Con uno marrón oscuro, corpulento y fuerte llegaría a la avenida principal en
tres saltos. Logra entrar en un transporte. Las reacciones son
diversas. Unos lo miran de reojo. Otros le sonríen. Hay quien siente miedo. Va
de pie. Se sujeta como puede del tubo que recorre el techo. Cuando se da cuenta
que todos lo miran, saca el pecho. Enarbola el escudo. El autobús se detiene en
medio de la calle –No hay paso– grita el chofer.
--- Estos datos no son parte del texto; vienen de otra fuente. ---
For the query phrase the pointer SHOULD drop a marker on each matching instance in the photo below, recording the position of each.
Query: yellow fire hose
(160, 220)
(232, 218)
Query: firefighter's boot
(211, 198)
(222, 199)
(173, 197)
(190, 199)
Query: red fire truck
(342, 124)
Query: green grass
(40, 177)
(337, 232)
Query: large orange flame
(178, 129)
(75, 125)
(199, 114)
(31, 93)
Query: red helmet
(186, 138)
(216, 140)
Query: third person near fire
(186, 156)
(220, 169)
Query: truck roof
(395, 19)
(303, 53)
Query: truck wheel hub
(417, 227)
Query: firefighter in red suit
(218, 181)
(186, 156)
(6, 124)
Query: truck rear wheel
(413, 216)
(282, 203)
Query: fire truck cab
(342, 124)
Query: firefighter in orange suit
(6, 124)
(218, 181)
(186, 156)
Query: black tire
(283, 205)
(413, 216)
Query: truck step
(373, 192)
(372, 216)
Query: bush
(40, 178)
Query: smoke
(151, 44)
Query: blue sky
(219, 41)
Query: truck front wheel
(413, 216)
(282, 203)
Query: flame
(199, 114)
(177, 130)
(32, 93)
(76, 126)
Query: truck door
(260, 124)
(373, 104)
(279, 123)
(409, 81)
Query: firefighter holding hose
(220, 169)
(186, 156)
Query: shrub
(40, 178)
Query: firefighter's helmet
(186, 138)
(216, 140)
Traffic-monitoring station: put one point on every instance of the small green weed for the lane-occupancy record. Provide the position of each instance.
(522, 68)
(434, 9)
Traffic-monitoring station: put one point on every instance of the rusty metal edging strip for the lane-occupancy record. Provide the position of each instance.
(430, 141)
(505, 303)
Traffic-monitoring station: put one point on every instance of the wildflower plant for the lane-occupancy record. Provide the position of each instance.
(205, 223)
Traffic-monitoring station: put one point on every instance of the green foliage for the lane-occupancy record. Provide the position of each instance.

Todos se bajan de mala gana. Una
anciana pasa por su lado y le entrega dos caramelos de menta. Él se llena de
alegría. Se mete un caramelo en la boca, el otro lo guarda en el bolsillo y
comienza a correr por la acera. Luego por el medio de la calle. Se oyen
detonaciones. Hay un grupo muy violento. Él se aparta, no le gustan. No los
había visto antes, pero están ahí. Huye de nuevo. Se abre paso. Al fondo
imagina un enorme castillo desde cuyas torres se asoman los cañones. Recoge las
piedras que encuentra en el camino. Las lanza. Ve un tropel de hombres que
caminan hacia él en medio de un humo blanco. En su cabeza una
película, piensa que va parado sobre un tanque. Atina a alcanzar una lata de
refresco que encuentra a su paso. Se inclina, la recoge, la lanza. Las
detonaciones aumentan, están cada vez más cerca. Siente un impacto en su
escudo, grita: ¡No en mi escudo no!
Frente
a sus ojos Superman, el soldadito de plástico. Un dragón, la mariposa, los
caballos. Cae al piso. Se sabe herido de muerte. Balbucea la palabra libertad,
aunque no tiene claro de qué se trata. Sobre el poste de luz divisa
al búho. Sonríe porque escucha un tropel de caballos que se acerca.
Está allí, el Rey Arturo. Se baja, lo recoge del piso y lo abraza.